THEME 3: Safety and Protection. Retailers continue their focus on protecting consumers and employees from risks.
In-person retailers like Macy began to outline what the re-opening will look like, while online retailers like Amazon continued to introduce new language in the COVID lexicon.
Language we are watching: no touch, curbside pickup, best practices, face coverings, social distancing, cleanliness, wellness, constantly monitoring, safe environment, community, social distancing ambassadors.
- Jeff Ganette, CEO of Macy’s, said in a presentation, “Beauty departments will offer “no-touch” consultations and demonstrations with the option to test products on a piece of paper with a diagram of a face.”
- A profile of the Amazon staff “stepping up…to make sure that Amazon boxes arrive with what you need” praised the efforts of employees displaying leadership at home and at work – including a handful of its newly appointed social distancing ambassadors.”
Best Buy connected this message about safety to a greater purpose: keeping people connected to the things that matter to them most.
Language we are watching: “essential” vs. “safe” retailers, stay connected, community, support, help the world connect.
- Best Buy CEO Corie Barry announced the retailer would resume “essential” in-home services and explained its plans for re-opening. Barry positioned Best Buy’s reopening as part of its commitment “to helping you stay connected to the people and things that matter to you the most.”

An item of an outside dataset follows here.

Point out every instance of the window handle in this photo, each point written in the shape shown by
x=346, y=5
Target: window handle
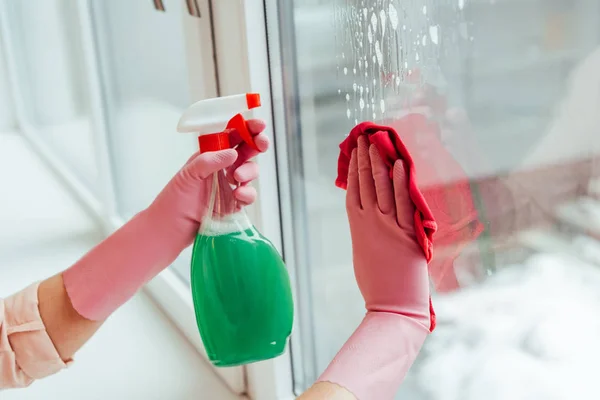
x=193, y=8
x=159, y=5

The Ouch Crisis Moment of the Week
United. They stepped in it after a photo of a crowded flight went viral.
- What they said: “We’ve overhauled our cleaning and safety procedures and implemented a new boarding and deplaning process to promote social distancing,” spokeswoman Kimberly Gibbs said in an email. “Our flight to San Francisco had an additional 25 medical professionals on board who were flying for free to volunteer their time in New York. We’ve provided complimentary flights for more than 1,000 doctors and nurses in the past few weeks alone – and all passengers and employees were asked to wear face coverings, consistent with our new policy.”
- What we heard: Wait what? Sounds to us like you think that folks who fly for free don’t deserve the same safety measures as paying customers. Also, it doesn’t even make sense.